One of the reasons for this recovery in the sectors is the increase in consumer spending on travel, leisure and entertainment. Activity in the services sector grew strongly from 54.1 to 60.8. The highest level since June 2021.

The private sector experiences a strong increase in number of contracts in the last month. Increased workloads have led to a significant pick-up in recruitment and rising customer demand has contributed significantly to the UK’s improved economic outlook. Growth was also supported by the final lifting of restrictions related to the COVID crisis. Indeed, the UK economy is recovering from Omicron at a relatively steady pace.

So, what’s the point of raising interest rates? The idea is to control current and future price rises.

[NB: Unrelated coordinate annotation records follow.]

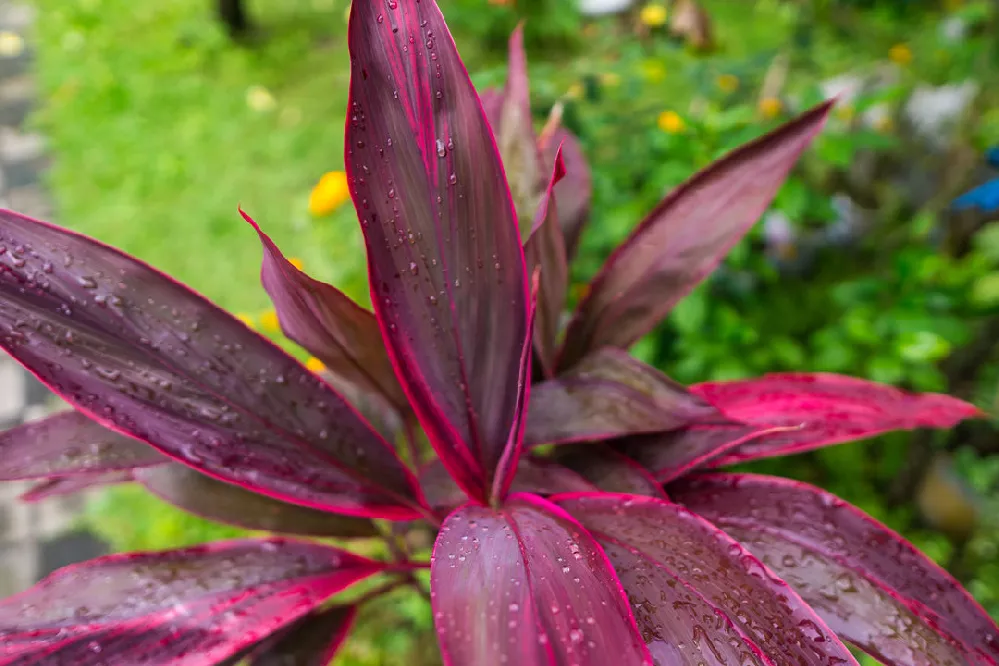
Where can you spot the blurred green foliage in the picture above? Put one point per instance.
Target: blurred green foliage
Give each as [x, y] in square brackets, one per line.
[157, 139]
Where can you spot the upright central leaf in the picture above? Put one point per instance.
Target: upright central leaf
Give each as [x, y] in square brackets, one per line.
[447, 270]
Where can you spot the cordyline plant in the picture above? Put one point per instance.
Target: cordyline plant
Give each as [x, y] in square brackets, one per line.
[611, 550]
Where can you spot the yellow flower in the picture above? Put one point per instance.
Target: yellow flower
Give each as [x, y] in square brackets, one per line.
[246, 319]
[770, 107]
[270, 321]
[671, 122]
[260, 99]
[728, 83]
[653, 15]
[315, 365]
[330, 193]
[900, 54]
[653, 71]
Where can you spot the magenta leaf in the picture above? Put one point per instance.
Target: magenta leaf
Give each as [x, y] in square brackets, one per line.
[545, 249]
[534, 475]
[59, 486]
[870, 585]
[69, 443]
[204, 496]
[608, 469]
[448, 277]
[527, 585]
[697, 595]
[682, 241]
[189, 607]
[147, 357]
[574, 191]
[669, 455]
[334, 329]
[825, 409]
[311, 641]
[611, 394]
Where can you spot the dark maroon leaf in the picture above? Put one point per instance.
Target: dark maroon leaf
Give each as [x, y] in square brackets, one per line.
[69, 443]
[574, 191]
[146, 356]
[698, 596]
[189, 607]
[312, 641]
[608, 470]
[534, 475]
[611, 394]
[70, 485]
[204, 496]
[870, 585]
[318, 316]
[669, 455]
[515, 138]
[545, 249]
[824, 409]
[448, 277]
[526, 585]
[682, 241]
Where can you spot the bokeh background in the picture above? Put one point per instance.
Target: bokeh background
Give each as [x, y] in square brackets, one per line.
[159, 121]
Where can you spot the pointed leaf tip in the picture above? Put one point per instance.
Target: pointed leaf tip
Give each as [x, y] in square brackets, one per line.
[447, 270]
[684, 238]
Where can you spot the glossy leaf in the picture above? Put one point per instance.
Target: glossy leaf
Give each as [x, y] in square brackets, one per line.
[825, 409]
[545, 250]
[534, 475]
[610, 394]
[312, 641]
[526, 585]
[682, 241]
[515, 138]
[145, 356]
[225, 503]
[189, 607]
[323, 320]
[608, 469]
[698, 596]
[669, 455]
[69, 443]
[870, 585]
[575, 190]
[444, 255]
[60, 486]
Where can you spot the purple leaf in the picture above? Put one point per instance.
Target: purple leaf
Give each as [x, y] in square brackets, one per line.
[69, 443]
[697, 595]
[682, 241]
[312, 641]
[610, 394]
[319, 317]
[534, 475]
[670, 455]
[204, 496]
[873, 587]
[189, 607]
[515, 138]
[447, 270]
[608, 470]
[527, 585]
[574, 191]
[145, 356]
[824, 409]
[69, 485]
[545, 249]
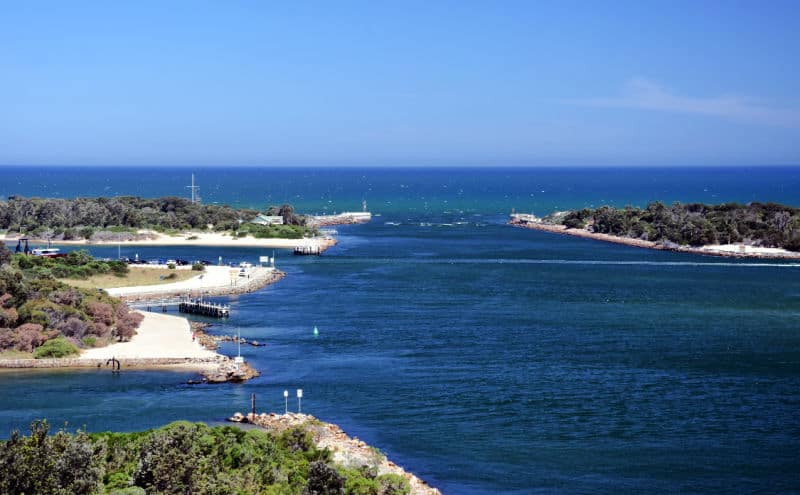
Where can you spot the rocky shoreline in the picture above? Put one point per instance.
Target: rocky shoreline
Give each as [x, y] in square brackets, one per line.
[627, 241]
[347, 451]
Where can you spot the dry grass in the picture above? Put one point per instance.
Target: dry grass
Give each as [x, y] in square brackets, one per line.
[15, 354]
[135, 277]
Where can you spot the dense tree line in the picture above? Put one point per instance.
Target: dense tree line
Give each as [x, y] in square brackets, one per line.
[40, 315]
[695, 224]
[74, 218]
[179, 459]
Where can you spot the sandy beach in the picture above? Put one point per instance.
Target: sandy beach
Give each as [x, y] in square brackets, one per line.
[158, 336]
[194, 239]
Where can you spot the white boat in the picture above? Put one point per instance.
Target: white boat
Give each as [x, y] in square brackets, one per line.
[47, 252]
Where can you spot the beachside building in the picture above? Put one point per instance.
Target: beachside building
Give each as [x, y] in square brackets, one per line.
[269, 220]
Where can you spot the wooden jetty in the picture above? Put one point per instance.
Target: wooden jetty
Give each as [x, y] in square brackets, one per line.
[200, 307]
[308, 249]
[186, 305]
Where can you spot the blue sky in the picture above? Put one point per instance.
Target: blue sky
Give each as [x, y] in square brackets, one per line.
[404, 83]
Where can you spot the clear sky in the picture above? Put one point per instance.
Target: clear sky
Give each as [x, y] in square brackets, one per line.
[402, 83]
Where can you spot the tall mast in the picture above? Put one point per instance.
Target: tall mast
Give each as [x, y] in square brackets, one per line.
[193, 188]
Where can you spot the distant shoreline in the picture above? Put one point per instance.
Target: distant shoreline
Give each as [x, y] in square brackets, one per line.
[727, 251]
[188, 238]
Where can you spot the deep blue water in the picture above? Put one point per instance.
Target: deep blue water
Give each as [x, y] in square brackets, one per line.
[484, 358]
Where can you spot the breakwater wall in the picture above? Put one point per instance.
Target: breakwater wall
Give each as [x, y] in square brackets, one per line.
[261, 278]
[627, 241]
[347, 451]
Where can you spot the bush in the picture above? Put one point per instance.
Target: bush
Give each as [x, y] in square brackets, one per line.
[56, 348]
[29, 336]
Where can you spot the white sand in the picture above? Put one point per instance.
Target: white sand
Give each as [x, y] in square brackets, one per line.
[214, 277]
[158, 336]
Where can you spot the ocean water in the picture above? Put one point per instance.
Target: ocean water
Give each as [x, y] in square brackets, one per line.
[484, 358]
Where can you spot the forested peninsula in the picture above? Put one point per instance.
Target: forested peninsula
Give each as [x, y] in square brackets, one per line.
[120, 218]
[187, 458]
[41, 317]
[753, 227]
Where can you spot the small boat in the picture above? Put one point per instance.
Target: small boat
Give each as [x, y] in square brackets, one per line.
[47, 252]
[308, 250]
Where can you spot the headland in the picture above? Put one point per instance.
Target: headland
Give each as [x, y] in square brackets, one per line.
[746, 231]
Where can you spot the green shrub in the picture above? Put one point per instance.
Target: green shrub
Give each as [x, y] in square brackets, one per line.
[55, 348]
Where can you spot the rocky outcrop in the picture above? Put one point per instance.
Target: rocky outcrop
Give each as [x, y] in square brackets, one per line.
[229, 371]
[347, 451]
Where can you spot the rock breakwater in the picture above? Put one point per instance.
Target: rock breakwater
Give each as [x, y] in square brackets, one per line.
[347, 451]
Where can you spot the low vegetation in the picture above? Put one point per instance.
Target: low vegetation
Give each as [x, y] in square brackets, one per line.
[694, 224]
[80, 218]
[41, 315]
[112, 219]
[181, 458]
[273, 231]
[136, 276]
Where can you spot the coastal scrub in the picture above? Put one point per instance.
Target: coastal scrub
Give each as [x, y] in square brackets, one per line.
[181, 458]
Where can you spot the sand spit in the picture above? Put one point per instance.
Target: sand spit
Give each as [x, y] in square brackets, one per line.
[214, 281]
[726, 250]
[350, 452]
[152, 238]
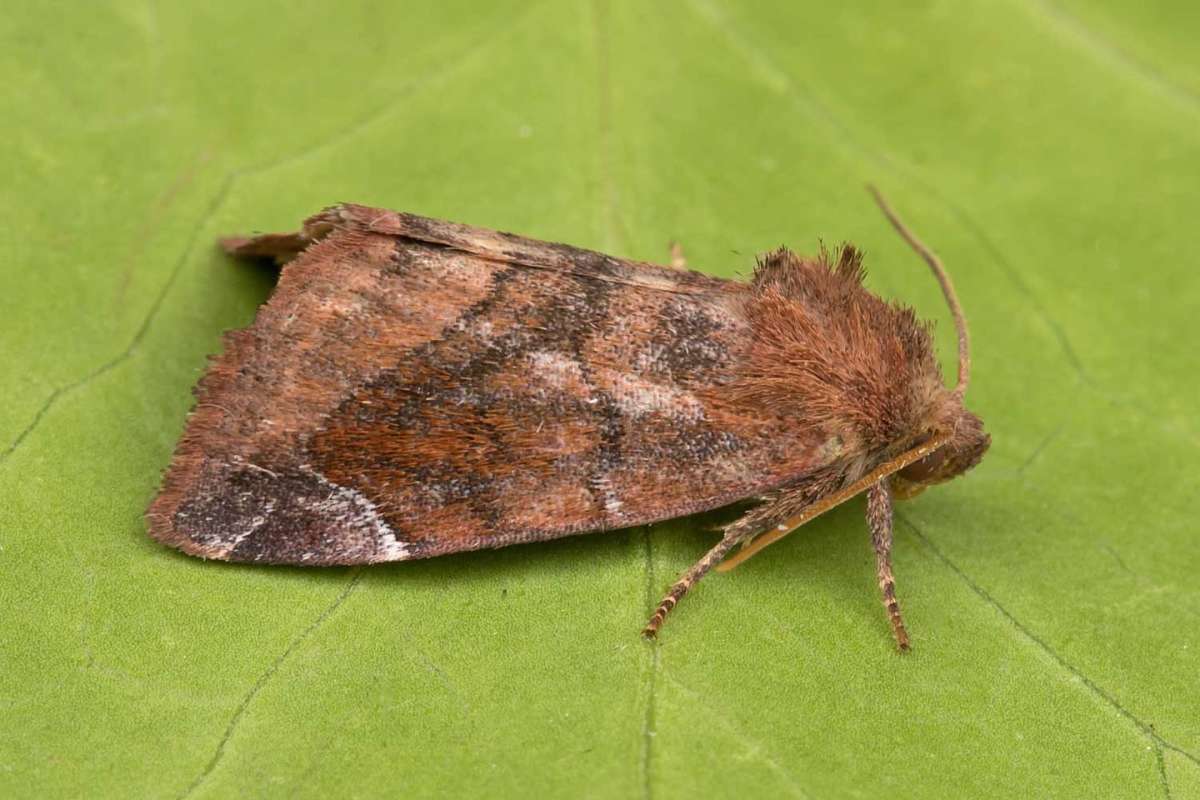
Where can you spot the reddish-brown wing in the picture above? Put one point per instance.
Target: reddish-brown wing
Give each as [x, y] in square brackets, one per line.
[417, 388]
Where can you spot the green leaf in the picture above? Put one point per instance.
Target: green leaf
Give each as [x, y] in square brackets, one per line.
[1050, 151]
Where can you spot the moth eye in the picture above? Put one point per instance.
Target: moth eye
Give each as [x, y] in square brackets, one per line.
[928, 468]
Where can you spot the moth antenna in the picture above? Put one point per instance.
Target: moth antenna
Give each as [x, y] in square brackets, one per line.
[943, 280]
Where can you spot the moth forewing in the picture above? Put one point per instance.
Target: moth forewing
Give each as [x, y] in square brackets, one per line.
[415, 388]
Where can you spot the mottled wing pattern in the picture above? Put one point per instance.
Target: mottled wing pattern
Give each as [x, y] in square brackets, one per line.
[417, 388]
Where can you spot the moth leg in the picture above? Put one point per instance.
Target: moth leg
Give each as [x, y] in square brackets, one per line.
[879, 518]
[677, 258]
[731, 539]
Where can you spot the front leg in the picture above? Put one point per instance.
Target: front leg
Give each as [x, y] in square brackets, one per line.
[879, 518]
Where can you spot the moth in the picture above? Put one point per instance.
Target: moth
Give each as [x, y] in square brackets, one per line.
[415, 388]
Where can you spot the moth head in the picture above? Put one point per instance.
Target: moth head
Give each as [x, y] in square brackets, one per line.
[964, 441]
[965, 445]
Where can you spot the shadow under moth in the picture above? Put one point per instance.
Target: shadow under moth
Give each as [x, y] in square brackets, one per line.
[415, 388]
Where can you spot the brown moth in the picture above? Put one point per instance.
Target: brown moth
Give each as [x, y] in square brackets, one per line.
[415, 388]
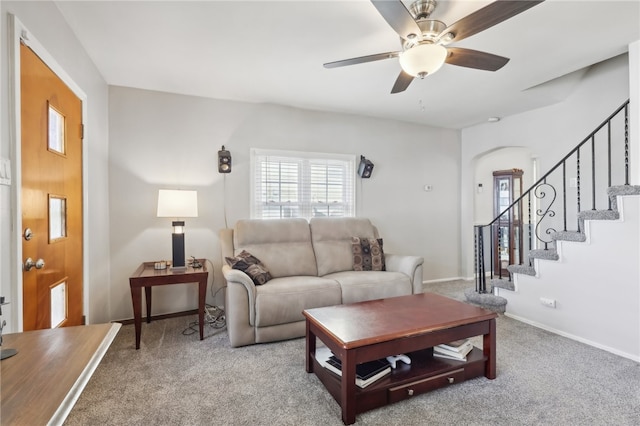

Indeed, the central banks of countries lend money to other national banks. The standard interest rate will define the amount that these banks will have to pay to borrow money. They will also lend money to other banks, to consumers in the form of a loan against payment of interest.

Therefore, if the central bank decides to increase its standard interest rates, borrowers will have to pay more interest for the money they have borrowed. This will have a direct impact on their purchasing power, which will decrease. They will therefore consume less, which will influence the current economy.

Therefore, it’s important to see how this increase in interest rates will affect the prestige property market.

The rise in interest rates makes bank loans more expensive for households. This could therefore result in an increase in the cost of mortgages. However, it’s important to note that the vast majority of homeowners will see few changes or no change to their situation. Indeed, only about a third of adults have taken out a mortgage.

A third are renting, a second third have never had a mortgage or have already paid it off. When we analyze the thirds of people who have a bank loan for their property, 74% of these people have a fixed rate. This means that their repayments will only change once the chance of their current contract is over. That’s about 1.5 million fixed rate contracts that will expire this year and 1.5 million by 2023.For the 26% remaining, 850,000 homeowners are on adjustable-rate contracts and 1.1 million are on standard variable rates (SVR). That’s these people who are likely to be immediately impacted by rising interest rates. However, forecasts estimating an increase of between 0.5 and 1%, the impact on households should be small.

Now the question is, what the trend will be for the market in the coming year?

House purchase plans remain strong at the beginning of 2022. Local and international demand for real estate continues unabated and is only slightly affected by the pandemic.
Instead, low-cost mortgages, changing consumer habits over the past year and the end of COVID-19 restrictions are keeping the market very dynamics According to the Office of National Statistics (ONS), the average house price in the UK has risen by around 12% in 2021.

Moral of the story is that despite a rise in interest rates, many experts agree that this growth will continue. The impact of rising interest rates on house prices will depend on the size and timing of the rise. third factor to consider is the supply of available properties. With supply limited and current demand growing, prices should remain high.

In addition, it’s important to note that real estate investments have the particularity of doing very well in a rising interest rate environment. Historically, real estate has been considered a solid hedge in an inflationary situation.
Indeed, property owners will see the value of their property appreciate in line with inflation. In addition, as property development projects become scarcer due to the rising costs of labor, materials etc, supply is reduced, which in turn leads to higher market prices for property.

Therefore, the current situation is changing, the market is dynamic and doing well. Many buyers will decide to finalize their purchases before rates rise too much.